With the first anniversary of the 25 May effective date of the GDPR fast approaching, PR firms- regardless of if they are interacting with stakeholders in and beyond the EU- must be sure to act responsibly, transparently, ethically and legally when handling personal data.
Indeed, successful PR is dependent on the ability to build and maintain valuable relationships, both digitally and personally, and being able to build a base of trust with clients. Personal data is intrinsic to this balance, making GDPR now a central pillar of the PR world. Here’s what you need to keep in mind:
Words equal binding commitments
This time last year, email inboxes the world over were being flooded by notifications of updated privacy policies and requests for approval. What most firms did not realise is that simply updating a document and requesting opt-in consent does not equal compliance.
Keep in mind that the GDPR is not just an EU issue within the jurisdiction of EU regulators. Juliana Henderson, a spokesperson for the Federal Trade Commission, has said that the FTC could initiate an enforcement action in the US if a firm chooses to implement some or all of GDPR.

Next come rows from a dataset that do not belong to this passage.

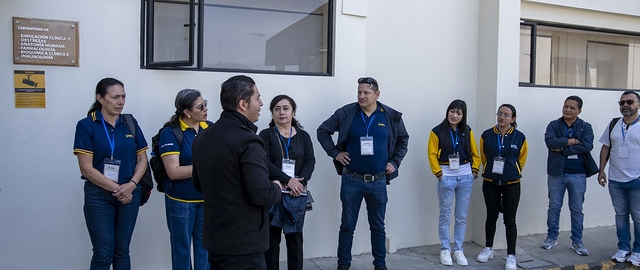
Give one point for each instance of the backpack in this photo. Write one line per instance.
(611, 125)
(146, 183)
(157, 166)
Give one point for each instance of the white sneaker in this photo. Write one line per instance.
(511, 263)
(634, 259)
(460, 258)
(445, 257)
(620, 256)
(485, 254)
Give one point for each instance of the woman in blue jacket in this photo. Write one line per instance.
(183, 203)
(112, 160)
(503, 152)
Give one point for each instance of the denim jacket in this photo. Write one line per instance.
(556, 138)
(341, 120)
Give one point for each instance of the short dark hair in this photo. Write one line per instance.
(234, 89)
(629, 92)
(576, 99)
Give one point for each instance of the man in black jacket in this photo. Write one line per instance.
(229, 168)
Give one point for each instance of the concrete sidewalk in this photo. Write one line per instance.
(601, 243)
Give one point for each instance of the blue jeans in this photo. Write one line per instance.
(625, 198)
(110, 225)
(448, 187)
(352, 191)
(576, 186)
(185, 220)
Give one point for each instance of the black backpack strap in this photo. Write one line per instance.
(128, 119)
(611, 125)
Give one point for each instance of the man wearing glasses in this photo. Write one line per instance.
(372, 141)
(569, 140)
(621, 144)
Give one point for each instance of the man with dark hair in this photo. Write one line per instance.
(372, 141)
(229, 168)
(569, 140)
(621, 144)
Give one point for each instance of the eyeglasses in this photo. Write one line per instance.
(201, 106)
(628, 101)
(368, 80)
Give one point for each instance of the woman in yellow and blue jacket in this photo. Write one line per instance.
(454, 160)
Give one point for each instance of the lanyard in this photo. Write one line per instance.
(624, 134)
(500, 144)
(569, 131)
(365, 122)
(286, 146)
(112, 141)
(454, 140)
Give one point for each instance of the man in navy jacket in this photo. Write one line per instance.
(229, 168)
(372, 141)
(570, 140)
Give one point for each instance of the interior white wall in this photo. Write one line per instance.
(424, 54)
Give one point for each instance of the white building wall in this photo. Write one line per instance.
(424, 54)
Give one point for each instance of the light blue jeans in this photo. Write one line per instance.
(185, 221)
(625, 198)
(576, 186)
(448, 187)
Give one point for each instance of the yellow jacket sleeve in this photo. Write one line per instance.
(433, 150)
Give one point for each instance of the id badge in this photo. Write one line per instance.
(623, 151)
(111, 169)
(454, 162)
(289, 167)
(498, 165)
(366, 146)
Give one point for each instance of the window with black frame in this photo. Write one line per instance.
(570, 56)
(267, 36)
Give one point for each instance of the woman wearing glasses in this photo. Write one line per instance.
(112, 160)
(454, 159)
(503, 152)
(184, 204)
(291, 161)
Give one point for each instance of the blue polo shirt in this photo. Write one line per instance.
(181, 189)
(379, 129)
(91, 139)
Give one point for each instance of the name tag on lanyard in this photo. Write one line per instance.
(111, 169)
(289, 167)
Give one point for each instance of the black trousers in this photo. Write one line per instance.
(254, 261)
(294, 249)
(503, 199)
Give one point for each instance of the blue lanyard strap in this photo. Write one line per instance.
(454, 140)
(624, 135)
(365, 122)
(286, 146)
(112, 140)
(500, 144)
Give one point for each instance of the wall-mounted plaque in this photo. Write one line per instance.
(45, 42)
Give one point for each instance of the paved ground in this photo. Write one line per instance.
(601, 243)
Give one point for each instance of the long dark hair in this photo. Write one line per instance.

The option to operate outside of GDPR
Some firms may make the mistake of rushing into GDPR compliance efforts without considering what may be a more suitable alternative: taking deliberate steps to operate outside the scope of the GDPR.
GDPR only applies in certain circumstances for US-based firms, including the processing of personal data of individuals who are based within the EU. The data processing concerned is related to two specific areas: the offering of goods and services to individuals in the EU, or the monitoring of behaviour in the EU, including the tracking of an individual online using cookies for the purpose of internet-based advertising.
Agency client agreements
There are several pertinent, but unexpected, side effects of GDPR on agency-client agreements. Firstly, PR firms should be less comfortable making a standard “compliance with all laws” warranty, since it does mean the firm agrees to comply with all aspects of GDPR as well as a host of other unspecified laws.
In the same way, an agency not fully GDPR-compliant may encounter difficulties in retaining or pitching a client that is requesting data processing addendum. A PR firm should not sign an agreement of compliance while it is not actually in compliance, which would make it in breach of the agreement and expose it to oversight from regulators.
Ultimately, as firms encounter this new post-GDPR landscape, it is vital they recognize shifting consumer attitudes toward privacy and data protection. The goal of PR, as ever, remains unchanged: engaging with consumers, while respecting their privacy rights.